SDSU and DSU become national leaders with new collaborative CyberAg program


Tessa Erdman, Reporter

A bill signed earlier this month by Gov. Kristi Noem will help create a precision agriculture cybersecurity partnership between South Dakota State University and Dakota State University.

House Bill 1092 was signed March 10 and provides $1.25 million “for the purposes of creating the precision agriculture cybersecurity CyberAg partnership…”.

The bill was created by John Killefer, dean of Agriculture, Food and Environmental Sciences at SDSU, and Richard Hanson, DSU’s former dean of computer sciences and current interim provost-vice president of academic affairs. Rep. Larry Tidemann from District 7 was the prime sponsor.

Blake Pulse, Students’ Association chief of staff, testified in favor of the bill.
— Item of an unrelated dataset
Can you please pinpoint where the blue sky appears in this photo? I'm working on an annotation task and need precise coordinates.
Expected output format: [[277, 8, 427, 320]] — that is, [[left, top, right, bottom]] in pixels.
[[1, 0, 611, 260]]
He said the “partnership will implement two cutting edge programs.”

Killefer said: “It’s a natural collaboration between the two institutions and the two programs. The data would be generated by the precision technologies here at SDSU, with the collaboration with the cybersecurity program at DSU.” 

Hanson said: “The partnership between SDSU and DSU is fantastic, highly communicated and collegial. And obviously very effective, as we got the job done.”

Killefer said as the agriculture industry advances, it becomes more modernized by using technology. With more technology, the more vulnerable the industry becomes to cyber-attacks. The goal is to prevent attacks from happening. 

“By doing this, we are working to protect our number one industry in South Dakota, agriculture,” Tidemann said. 

The bill states that institutions will split $1.25 million to create the precision agriculture cybersecurity CyberAg partnership. The money will develop undergraduate and graduate curricula, engage in research and provide associated outreach programming and communication to address agriculture security threats. 

At SDSU and DSU, the research will primarily be done by faculty members and graduate students, as undergraduate students work alongside. The students will participate in each step of the process and will have the opportunity to be involved in the leading edge of cybersecurity research, giving the students hands-on experience and networking with industry partners, according to Killefer and Hanson.

After the funds from the state are transferred to each university, the team will start planning to develop conferences, getting everyone together. The conferences will help determine all the problems and plan to solve them. 

“(I am) most excited about the opportunity to have a proactive impact on growth and evolution of the agriculture industry in our state, further strengthen our relationship with DSU and do things that will impact our state,” Killefer said.